The Community Board met via Zoom.
As for the buildings facade, Cheuck said, it will be brick piers with large windows throughout the facade. Its not an all-glass building, it will have a brick facade with a lot of articulation and frames, to be a part of the Upper West Side neighborhood.
The ground floor will have a little over 9,000 square feet of retail space. Lowenstein said the owners wanted it to be a family-oriented, neighborhood-centered building, and hoped the retail establishments would reflect that. No mention of a parking garage was made.
Cheuck said that the firm did a preliminary study and they found no environmental issues. Traffic studies were not done, Lowenstein said.
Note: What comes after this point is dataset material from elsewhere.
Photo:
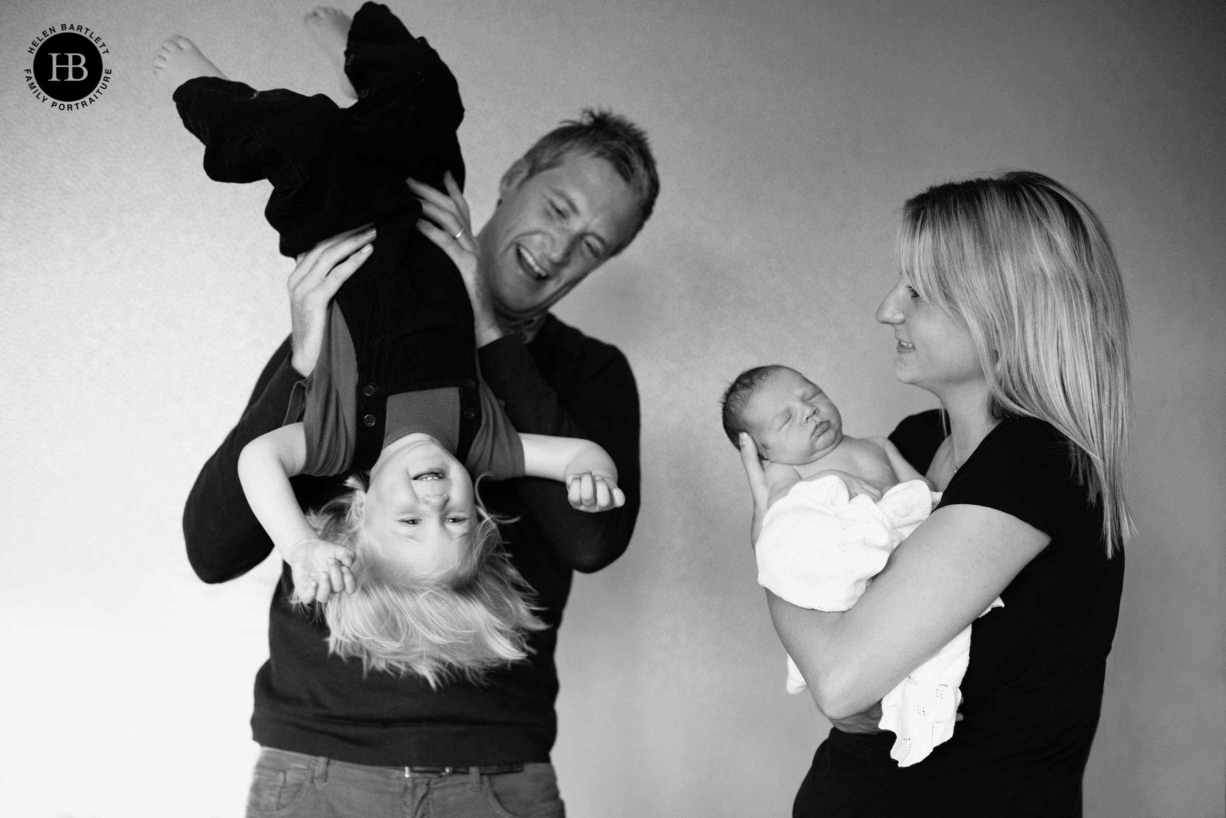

When pressed on the plentiful construction in that five-block area, Cheuck said they were unaware of construction permits being filed for the neighboring site, 266 West 96th street.
Land Use Committee co-chair Seema Reddy asked about the construction timeline. Lowenstein said that he hoped that they would be allowed to start construction in the fall, and estimated construction would run three years. Cheuck clarified that construction was estimated to take about two years, and they were seeking a foundation permit to start construction as soon as the city is open this summer.
The committee urged the representatives for the new 2551 Broadway building to cooperate with the community, particularly to coordinate construction and traffic flows at the intersection to promote neighborhood safety. Ira Mitchneck asked where the staging area for the trucks for construction would be located and expressed his concern for construction staging taking up precious street space on Broadway.
Broadway and 96th Street and West End between 96th and 97th are consistently shown to be the most dangerous streets for pedestrians in our district, CB7 President Diller added. Diller ended the meeting by calling upon the 2551 Broadway representatives to join with us and Penny Ryan, our expert district manager, to form that construction advisory group.